Collision Course (Star Trek Academy)

(May 1, 2008)  Book by William Shatner with Judith and Garfield Reeves-Stevens.

Pocket Books.

Collision Course (Star Trek Academy)
GALLERY >

A year from now a new Star Trek movie will be hitting the big screens, featuring new young actors playing Captain Kirk, Mr. Spock and the rest of the original series crew, in a prequel to the TV series. J.J. Abrams (creator of the TV series Lost and director of Mission Impossible III) is in charge as producer and director. Though Leonard Nimoy appears as Spock once more, William Shatner isn’t in the movie, and he’s not happy about it.

But for those who can’t wait, Shatner’s created his own prequel story, though one that goes further back than the reported time period of the movie. In Collision Course, we see Kirk and Spock meet. And like screen couples are supposed to do, they meet cute. Kirk is a brash teenage rebel who despises Starfleet. Spock is the pampered but conflicted adolescent son of a Vulcan diplomat. They collide, literally, in a place neither have gone before: a bar in San Francisco.

And no, they’re not cruising. Jim is trying to clear his Starfleet Academy cadet girlfriend of false charges, while Spock is investigating thefts of Vulcan artifacts from their embassy in Sausalito. Their separate adventures soon merge, and events take them to Starfleet Academy and into space, aboard — what else — the starship Enterprise, to confront suppressed elements of Kirk’s dark past.

The story is full of twists, and it gets pushed several times towards the implausible, but always gets pulled back to become another surprising adventure. It’s skillfully told, with clean, swift prose. The dialog crackles, and you can hear both the youth of those familiar voices, and those familiar voices themselves.
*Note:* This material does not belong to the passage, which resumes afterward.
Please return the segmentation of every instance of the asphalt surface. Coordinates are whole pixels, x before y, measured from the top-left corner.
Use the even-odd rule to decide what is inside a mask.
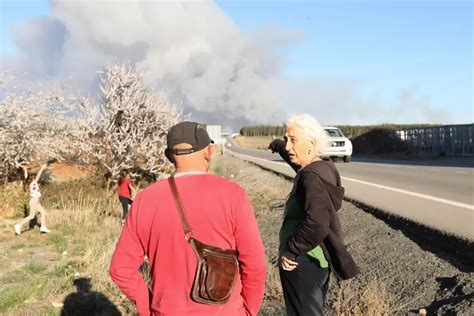
[[[294,171],[270,151],[227,149],[289,177]],[[346,197],[426,226],[474,240],[474,158],[337,162]]]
As often in Trek, there’s a contemporary ring to this futuristic tale, as this story brings painfully alive the contemporary tragedy of child soldiers in Africa and Asia. And the moment that young Kirk finally embraces his Starfleet destiny is one of several that exemplify another feature that Trek fans love — those moments of meaning that elevate this saga above most popular sci-fi. “If we remember the patterns of history, we do not repeat them,” Kirk realizes. “What do you mean by ‘we’?” he’s asked. “Starfleet,” Kirk replies.

If you’ve read Star Trek novels (I find them perfect for keeping my slightly numbed mind occupied on airplane trips) you’ll recognize the convention of expanding on elements of the Star Trek universe established on TV and in the movies, and particularly revisiting characters who may have appeared in only a single episode. There are several such cameos here, but the most interesting revived character is Jim Kirk’s older brother, George. Barely mentioned in the series, he’s seen here as a road-not-taken version of Jim. This helps give the future Captain some dimension, so this becomes a story of adolescents finding themselves that requires no special knowledge of Star Trek.